I am able to write A in disjoint cycle notation and find the inverse. However I am having problems with the final part. Would it make sense for σ to be the identity permutation since
1->1, 2->2, 3->3 etc. Unsure of another example though, any guidance towards an answer would be great, thanks!

 

[micromass]

Hi katesmith!

The identity permutation is good here! Let's find another one. Let's assume for simplicity that the disjoint cycle notation of sigma has only one nontrivial cycle. For example,

\sigma=(1~2)~\text{or}~\sigma=(1~2~3~4)

For which such permutations does it holds that \sigma=\sigma^{-1}??

 

[katesmith410]

Hi :)

Is it right to say that for your given example that,

σ=(12)=σ^-1

When σ=(1234), I know that σ^-1=(1432). But I am unsure what permutation holds for σ=σ^-1.

 

[micromass]

So, you've figured out that \sigma^{-1}=\sigmafor transpositions (1 2). Does it hold for every transposition? Can you use that information?

 

[katesmith410]

Surely it can't hold for every transposition, as in the case for the transposition σ=(1234), σ≠σ^-1?

 

[micromass]

Surely it can't hold for every transposition, as in the case for the transposition σ=(1234), σ≠σ^-1?

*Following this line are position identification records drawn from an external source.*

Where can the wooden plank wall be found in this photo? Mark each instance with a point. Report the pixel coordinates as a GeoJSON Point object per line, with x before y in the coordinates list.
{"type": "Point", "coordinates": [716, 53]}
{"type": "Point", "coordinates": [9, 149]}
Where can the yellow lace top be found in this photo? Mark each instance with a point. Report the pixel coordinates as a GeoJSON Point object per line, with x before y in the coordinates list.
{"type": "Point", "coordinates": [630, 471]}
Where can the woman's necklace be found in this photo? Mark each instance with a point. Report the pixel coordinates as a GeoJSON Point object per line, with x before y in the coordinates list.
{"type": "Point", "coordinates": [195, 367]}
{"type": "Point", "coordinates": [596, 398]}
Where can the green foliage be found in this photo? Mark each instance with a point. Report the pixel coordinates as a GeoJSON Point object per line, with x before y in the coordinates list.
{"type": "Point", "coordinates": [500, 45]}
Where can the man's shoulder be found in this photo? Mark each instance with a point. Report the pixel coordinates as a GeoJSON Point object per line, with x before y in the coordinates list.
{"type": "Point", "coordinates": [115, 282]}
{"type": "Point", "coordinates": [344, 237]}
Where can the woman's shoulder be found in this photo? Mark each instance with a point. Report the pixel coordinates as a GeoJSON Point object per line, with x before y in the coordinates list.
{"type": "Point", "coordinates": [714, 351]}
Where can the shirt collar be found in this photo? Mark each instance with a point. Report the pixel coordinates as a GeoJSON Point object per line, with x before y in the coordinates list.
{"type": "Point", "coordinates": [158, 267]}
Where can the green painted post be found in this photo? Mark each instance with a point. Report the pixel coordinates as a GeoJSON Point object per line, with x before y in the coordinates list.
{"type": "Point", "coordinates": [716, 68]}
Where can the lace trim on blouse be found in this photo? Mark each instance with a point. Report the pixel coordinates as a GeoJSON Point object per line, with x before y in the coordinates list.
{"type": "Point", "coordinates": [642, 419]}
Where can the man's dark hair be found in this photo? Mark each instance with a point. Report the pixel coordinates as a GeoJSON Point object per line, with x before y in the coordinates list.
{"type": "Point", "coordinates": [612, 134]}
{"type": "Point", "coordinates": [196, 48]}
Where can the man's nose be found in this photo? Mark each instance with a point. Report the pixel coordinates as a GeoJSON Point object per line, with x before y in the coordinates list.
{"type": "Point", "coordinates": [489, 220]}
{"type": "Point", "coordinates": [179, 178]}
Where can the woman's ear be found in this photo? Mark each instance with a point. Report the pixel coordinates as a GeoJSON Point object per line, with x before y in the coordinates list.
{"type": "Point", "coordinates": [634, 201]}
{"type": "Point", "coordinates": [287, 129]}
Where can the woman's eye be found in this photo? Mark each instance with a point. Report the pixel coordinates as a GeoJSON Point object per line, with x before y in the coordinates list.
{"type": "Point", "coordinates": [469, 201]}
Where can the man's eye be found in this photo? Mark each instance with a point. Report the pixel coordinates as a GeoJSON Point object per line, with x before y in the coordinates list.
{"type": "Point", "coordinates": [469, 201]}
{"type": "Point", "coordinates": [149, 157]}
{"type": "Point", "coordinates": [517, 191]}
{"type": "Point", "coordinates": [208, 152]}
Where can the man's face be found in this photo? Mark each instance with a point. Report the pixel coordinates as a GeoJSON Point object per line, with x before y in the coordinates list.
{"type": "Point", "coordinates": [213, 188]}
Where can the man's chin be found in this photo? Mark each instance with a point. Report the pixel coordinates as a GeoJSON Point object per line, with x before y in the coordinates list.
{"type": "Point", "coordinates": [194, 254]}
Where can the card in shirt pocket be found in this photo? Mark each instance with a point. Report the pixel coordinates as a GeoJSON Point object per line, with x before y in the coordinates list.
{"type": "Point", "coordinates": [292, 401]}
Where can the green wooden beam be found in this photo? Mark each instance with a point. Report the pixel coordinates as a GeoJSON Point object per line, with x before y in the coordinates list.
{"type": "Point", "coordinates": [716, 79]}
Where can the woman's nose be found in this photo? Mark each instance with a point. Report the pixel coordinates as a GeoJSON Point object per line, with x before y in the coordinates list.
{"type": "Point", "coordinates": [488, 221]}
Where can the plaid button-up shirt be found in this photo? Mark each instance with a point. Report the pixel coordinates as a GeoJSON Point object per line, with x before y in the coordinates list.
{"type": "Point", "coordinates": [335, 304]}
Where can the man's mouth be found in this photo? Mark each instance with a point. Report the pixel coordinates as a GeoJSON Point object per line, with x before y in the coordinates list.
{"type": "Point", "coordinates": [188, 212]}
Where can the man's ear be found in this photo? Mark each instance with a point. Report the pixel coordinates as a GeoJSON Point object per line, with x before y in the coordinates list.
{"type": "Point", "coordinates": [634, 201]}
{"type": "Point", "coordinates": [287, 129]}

A transposition is something that just exchanges two elements. So (1 2) and (2 3) are transpositions, but (1 2 3 4) is not. I should have said that...

 

[katesmith410]

Oh right, I think i understand now! So am I right in saying then that for every transposition σ=σ^-1?
So for my question, σ=(13)(254) but can i also say that σ=(13)(25)(54)(42)? Therefore σ would be equal to its inverse?